E il procurato- re capo Giancarlo Caselli tutto questo lo ha detto al presidente dell’Antimafia, Ottaviano Del Turco, e al guardasigilli Oliviero Diliberto che ha incontrato in via Arenula proprio la sera in cui il suo sfogo è andato in onda con il «Costanzo Show»: «L’aver stabilito che cambiando il collegio si ricomincia, per Palermo significherebbe rifare tre anni di processi. Non tocca a me segnalare, ma azzardo che i cittadini sono stanchi dei grandi proclami, di veder prevalere la forma sulla sostanza; chiedono scelte precise e coerenti». Ma poi una nota d’agenzia, citando alcuni giudici, ha riferito il clima di irritazione che regnerebbe in Cassazione dopo la dura reazione della Procura di Palermo: «È un attacco sconcertante per una sentenza che ancora non c’è. Forse Caselli con questo “fuoco di sbarramento” sta suggerendo ai giudici che la devono ancora scrivere di motivare la loro decisione con altre ragioni, che non diano fastidio ai suoi processi...». 
La sentenza delle sezioni unite penali scaturisce dal ricorso di un «signor nessuno» di Benevento assistito dall’avvocato Carlo Taormina, lo stesso legale che difende alcuni imputati messi sotto accusa dal pool di Caselli. Spiega il difensore: quando viene modificato il collegio, «non è possibile che un giudice ascolti una testimonianza, e un altro giudichi l’imputato». 

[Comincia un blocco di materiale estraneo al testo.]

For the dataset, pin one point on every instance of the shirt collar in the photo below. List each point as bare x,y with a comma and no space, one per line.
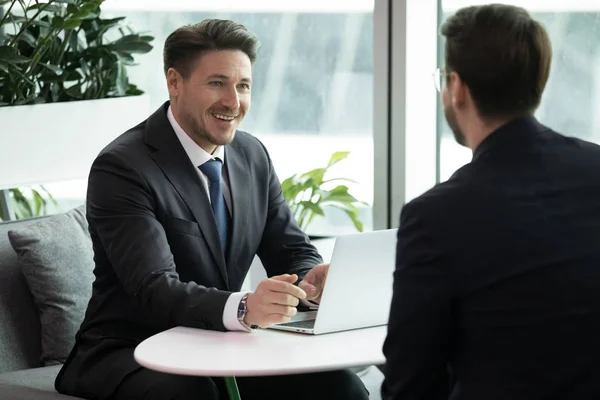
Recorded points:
196,154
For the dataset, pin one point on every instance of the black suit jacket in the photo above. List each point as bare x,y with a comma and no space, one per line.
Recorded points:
159,262
498,276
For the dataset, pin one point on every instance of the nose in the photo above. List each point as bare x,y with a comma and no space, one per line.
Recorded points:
231,99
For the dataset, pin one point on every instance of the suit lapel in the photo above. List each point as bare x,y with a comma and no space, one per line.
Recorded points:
177,167
239,187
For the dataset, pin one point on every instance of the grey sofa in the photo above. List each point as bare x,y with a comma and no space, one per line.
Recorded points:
22,376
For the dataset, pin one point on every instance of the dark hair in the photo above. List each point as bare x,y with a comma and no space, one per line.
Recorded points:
185,45
502,55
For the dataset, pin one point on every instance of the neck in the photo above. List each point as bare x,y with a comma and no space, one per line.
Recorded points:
480,129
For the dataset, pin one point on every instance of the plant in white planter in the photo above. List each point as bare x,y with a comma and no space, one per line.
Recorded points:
63,51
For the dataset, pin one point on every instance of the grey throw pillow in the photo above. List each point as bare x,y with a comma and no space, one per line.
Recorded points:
57,260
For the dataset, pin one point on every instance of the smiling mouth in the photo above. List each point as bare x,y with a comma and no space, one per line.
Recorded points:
223,117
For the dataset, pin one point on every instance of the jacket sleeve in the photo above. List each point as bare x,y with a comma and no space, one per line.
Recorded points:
125,230
284,248
420,324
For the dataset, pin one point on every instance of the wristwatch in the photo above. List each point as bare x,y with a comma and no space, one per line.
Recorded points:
242,309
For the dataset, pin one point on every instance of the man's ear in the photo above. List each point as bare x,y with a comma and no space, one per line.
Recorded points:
174,81
458,90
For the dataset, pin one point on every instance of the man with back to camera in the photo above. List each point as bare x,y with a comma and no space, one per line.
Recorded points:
178,206
497,272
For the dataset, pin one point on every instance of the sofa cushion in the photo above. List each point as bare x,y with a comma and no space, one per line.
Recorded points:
37,383
19,321
57,260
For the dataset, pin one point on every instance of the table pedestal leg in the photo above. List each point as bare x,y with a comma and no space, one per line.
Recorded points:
232,389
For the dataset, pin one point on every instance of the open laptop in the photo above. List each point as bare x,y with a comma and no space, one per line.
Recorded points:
358,289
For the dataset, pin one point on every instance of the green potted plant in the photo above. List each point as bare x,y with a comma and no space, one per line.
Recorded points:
63,86
309,193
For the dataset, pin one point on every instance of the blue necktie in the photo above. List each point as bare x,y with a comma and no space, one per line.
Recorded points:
212,170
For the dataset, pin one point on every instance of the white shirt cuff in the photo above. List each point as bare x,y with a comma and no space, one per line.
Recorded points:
230,320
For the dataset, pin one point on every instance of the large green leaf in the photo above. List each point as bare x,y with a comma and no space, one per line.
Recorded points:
9,55
53,68
26,37
337,157
51,8
312,207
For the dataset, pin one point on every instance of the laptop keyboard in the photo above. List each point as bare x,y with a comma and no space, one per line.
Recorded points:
308,324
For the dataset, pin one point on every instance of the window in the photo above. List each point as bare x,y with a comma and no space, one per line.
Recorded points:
571,100
312,92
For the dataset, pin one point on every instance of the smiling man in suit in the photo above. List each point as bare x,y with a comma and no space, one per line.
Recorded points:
178,207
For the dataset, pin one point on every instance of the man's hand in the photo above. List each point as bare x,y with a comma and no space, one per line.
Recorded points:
274,301
314,282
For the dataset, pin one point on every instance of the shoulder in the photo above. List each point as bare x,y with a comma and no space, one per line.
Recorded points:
126,150
248,141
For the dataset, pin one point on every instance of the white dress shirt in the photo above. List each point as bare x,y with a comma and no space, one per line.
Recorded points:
199,156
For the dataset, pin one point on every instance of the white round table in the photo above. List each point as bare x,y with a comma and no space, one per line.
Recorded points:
188,351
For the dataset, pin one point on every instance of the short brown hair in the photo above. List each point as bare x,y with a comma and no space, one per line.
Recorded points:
185,45
503,56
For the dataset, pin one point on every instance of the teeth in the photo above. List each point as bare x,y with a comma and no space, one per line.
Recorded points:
224,117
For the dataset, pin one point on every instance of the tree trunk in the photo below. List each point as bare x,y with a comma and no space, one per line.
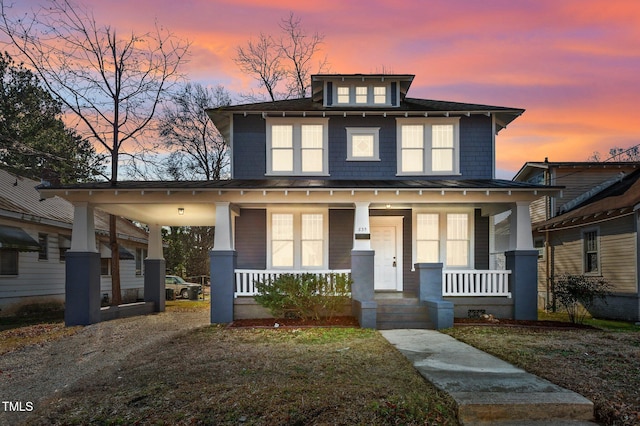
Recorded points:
116,294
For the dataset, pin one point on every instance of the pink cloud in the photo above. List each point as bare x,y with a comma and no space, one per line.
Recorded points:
572,65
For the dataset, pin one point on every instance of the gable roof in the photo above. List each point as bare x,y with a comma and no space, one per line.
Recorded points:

E così, a Palermo, diventa «a rischio» il processo Andreotti che si celebra davanti a un collegio di Tribunale modificato: il giudice Antonio Balsamo ha infatti sostituito la collega Vincenzina Massa, colpita da una malattia a un occhio. Prima erano stati ascoltati i collaboratori di giustizia Tommaso Buscetta e Gioacchino Pennino, imputati di reato connesso e non «testimoni in senso stretto». Ma Sergio Lari, uno dei procuratori aggiunti di Palermo, già pensa al peggio: «Bisogna attendere la motivazione della sentenza. Ma gli effetti possono essere devastanti, perché in numerosi processi palermitani [...] si può verificare un rallentamento del dibattimento, con la conseguente scarcerazione degli imputati per mafia o per omicidio e la prescrizione dei reati contro la pubblica amministrazione».
Ma due noti deputati-penalisti, uno della maggioranza e uno dell’opposizione, replicano duramente al pool. Giuliano Pisapia (ex Prc): «Dobbiamo chiederci se vogliamo la giustizia o i processi sommari che rischiano di condannare gli innocenti e lasciare liberi i colpevoli». Il collega Gaetano Pecorella (FI): «Su questa strada il modo più rapido per fare giustizia è impiccare subito l’imputato. Ma il processo ha le sue regole, non possiamo abbandonarle per problemi di celerità». E tutto questo è successo nelle stesse ore in cui le modifiche presentate dai Democratici di sinistra al disegno di legge costituzionale sul «giusto processo» e sul «513» (verrebbero salvati i verbali dei testimoni che non si presentano in aula se sottoposti a minacce) hanno scatenato la dura reazione del Polo: «È una marcia indietro, un ribaltone».